In one of his made-for-reality-TV moves, Trump highlighted a Philadelphia girl whose future he claimed had been damaged by Pennsylvania Gov. Tom Wolf’s veto of an education privatization bill, and announced that she would now be given a voucher for use in private education. In refusing to expand that program, Wolf noted that it “lacks proper accountability and oversight, and little is known about the educational outcomes of students participating in the program due to a reporting loophole in the current law.” In contrast to the lack of “fairness and accountability” in the privatization program, Wolf said, “We have an accountable public education system in place that is underfunded. I have and I will continue to fight to fully fund Pennsylvania’s public schools.” But that’s not what Trump and Betsy DeVos, his education secretary, want.
Voucher programs give families money to send their kids to private schools that in many cases don’t perform as well as public schools—or that, as Wolf pointed out, operate without accountability or oversight such that we simply don’t know how they perform, even as 18 states pour public money into them.
“They do not answer to a locally elected school board.

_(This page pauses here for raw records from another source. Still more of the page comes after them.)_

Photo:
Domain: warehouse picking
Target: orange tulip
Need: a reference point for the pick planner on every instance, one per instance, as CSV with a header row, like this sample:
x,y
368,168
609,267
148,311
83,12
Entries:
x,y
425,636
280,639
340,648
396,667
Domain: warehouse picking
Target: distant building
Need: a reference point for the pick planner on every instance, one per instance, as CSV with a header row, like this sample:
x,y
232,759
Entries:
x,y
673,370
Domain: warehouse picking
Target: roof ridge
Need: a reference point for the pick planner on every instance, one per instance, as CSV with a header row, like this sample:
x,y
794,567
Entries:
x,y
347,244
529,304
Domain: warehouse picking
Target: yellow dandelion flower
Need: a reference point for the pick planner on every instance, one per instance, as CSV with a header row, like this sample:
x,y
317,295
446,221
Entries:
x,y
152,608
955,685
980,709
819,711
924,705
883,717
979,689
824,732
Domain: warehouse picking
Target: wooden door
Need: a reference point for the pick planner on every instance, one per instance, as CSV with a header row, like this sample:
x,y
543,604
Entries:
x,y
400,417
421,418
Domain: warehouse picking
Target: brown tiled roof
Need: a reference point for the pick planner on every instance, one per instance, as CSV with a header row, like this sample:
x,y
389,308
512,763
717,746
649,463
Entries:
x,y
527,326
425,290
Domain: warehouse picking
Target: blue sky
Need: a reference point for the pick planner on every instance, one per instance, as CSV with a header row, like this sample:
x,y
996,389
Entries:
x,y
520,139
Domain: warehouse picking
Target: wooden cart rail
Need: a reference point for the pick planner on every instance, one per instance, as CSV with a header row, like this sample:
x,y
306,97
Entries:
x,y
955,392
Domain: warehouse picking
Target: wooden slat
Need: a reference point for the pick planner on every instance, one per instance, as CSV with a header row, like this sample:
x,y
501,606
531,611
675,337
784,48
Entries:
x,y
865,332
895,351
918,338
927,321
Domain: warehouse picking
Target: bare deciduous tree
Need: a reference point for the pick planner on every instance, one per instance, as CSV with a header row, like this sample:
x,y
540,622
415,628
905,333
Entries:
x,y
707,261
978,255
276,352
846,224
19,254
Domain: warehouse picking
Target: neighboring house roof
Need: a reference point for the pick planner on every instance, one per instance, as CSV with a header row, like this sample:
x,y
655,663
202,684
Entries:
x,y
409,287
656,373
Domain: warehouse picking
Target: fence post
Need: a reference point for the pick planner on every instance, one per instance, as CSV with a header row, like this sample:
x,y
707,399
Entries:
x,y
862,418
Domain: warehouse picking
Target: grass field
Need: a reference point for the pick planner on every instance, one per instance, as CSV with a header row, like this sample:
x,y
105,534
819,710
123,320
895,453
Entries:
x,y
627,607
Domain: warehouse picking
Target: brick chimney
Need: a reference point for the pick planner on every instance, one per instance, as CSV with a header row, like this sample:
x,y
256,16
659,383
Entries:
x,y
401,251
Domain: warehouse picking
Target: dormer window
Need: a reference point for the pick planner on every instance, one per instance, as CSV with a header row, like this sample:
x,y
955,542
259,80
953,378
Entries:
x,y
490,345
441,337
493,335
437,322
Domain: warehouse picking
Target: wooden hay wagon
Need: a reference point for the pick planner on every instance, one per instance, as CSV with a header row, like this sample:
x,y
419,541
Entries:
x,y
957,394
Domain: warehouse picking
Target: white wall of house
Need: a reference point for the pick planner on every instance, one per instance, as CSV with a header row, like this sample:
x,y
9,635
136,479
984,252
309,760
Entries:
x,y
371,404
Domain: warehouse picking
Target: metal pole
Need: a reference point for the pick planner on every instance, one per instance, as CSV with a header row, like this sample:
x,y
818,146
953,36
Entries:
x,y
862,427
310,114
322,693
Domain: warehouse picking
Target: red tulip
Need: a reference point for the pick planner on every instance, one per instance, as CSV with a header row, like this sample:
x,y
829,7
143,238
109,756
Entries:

They do not have to follow laws protecting students with disabilities. They do not have to follow the same stringent reporting and hiring requirements as public schools,” said Heather DuBois Bourenane of the Wisconsin Public Education Network, describing her state’s voucher schools. “They can use curriculum that is religious, unvetted and unscientific. They can—and frequently do—‘counsel out’ students who do not meet expectations, distorting the data on their performance and creating unfunded cost burdens for local public schools. This is unethical and we know it is wrong.”
Yes, and it’s what Donald Trump and Betsy DeVos want to turn the entire U.S. educational system into.